Last year, Michael Ferraro gave his students a project based on a blog post called Eight things programming languages do. I’m not sure how it turned out, but I love the idea of different teams of students working in different languages toward the same goal and presenting to each other.
Then Joel Rosenberg (not the famous author guy, but my friend from undergrad who works on science curriculum stuff, previously at the Boston Museum of Science and now at Lawrence Hall of Science) went to a TeachScheme/ ReachJava conference and started email-introducing me to other CS teachers and putting folders of PDFs on my desktop entitled “NerdBooks” and generally raising hell. My first language was Scheme, so I’m somewhat partial to this because I feel like that language (through SICP) gave me an incredible background of conceptual understanding that I still rely on today. But obviously that’s not a high school course, and I haven’t looked enough at the How to Design Programs book to see what I might use from it.
Earlier this week, I was talking to Kenny Spade and the idea came up again. He suggested using Visual Studio and loading up a wide range of stuff: Visual Basic, C#, Python, Ruby, and F#. I haven’t been in a Microsoft IDE since J++ so I’m not sure if this is a good idea but I’m going to at least check it out. Having a relatively common environment for the various languages would help.
Today, I met with a recent CS graduate and potential volunteer who is interested in helping tutor my students and possibly work on the structure for this assignment.
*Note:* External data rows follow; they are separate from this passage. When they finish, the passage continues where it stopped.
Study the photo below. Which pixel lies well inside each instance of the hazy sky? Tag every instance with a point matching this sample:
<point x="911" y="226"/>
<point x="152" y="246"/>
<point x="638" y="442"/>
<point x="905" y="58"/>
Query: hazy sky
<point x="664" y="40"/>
There’s a lot of overhead, both in terms of getting all the environments installed on the student machines and particularly in thinking through the programming problem in each of the languages to see what should be hidden away so that students can focus on the point of the exercise. Initially I’d thought that it would have to be simple and text-based, but in our conversation I was convinced that if we provide the right kind of libraries and they’re easy to include that we could actually have students redo some Processing project in the new language. It will be great to have help on that!
This is starting to feel like a really nice final project for the intro class. I don’t actually know what I’m teaching them tomorrow, but at least I’ve got a plan for May sketched out.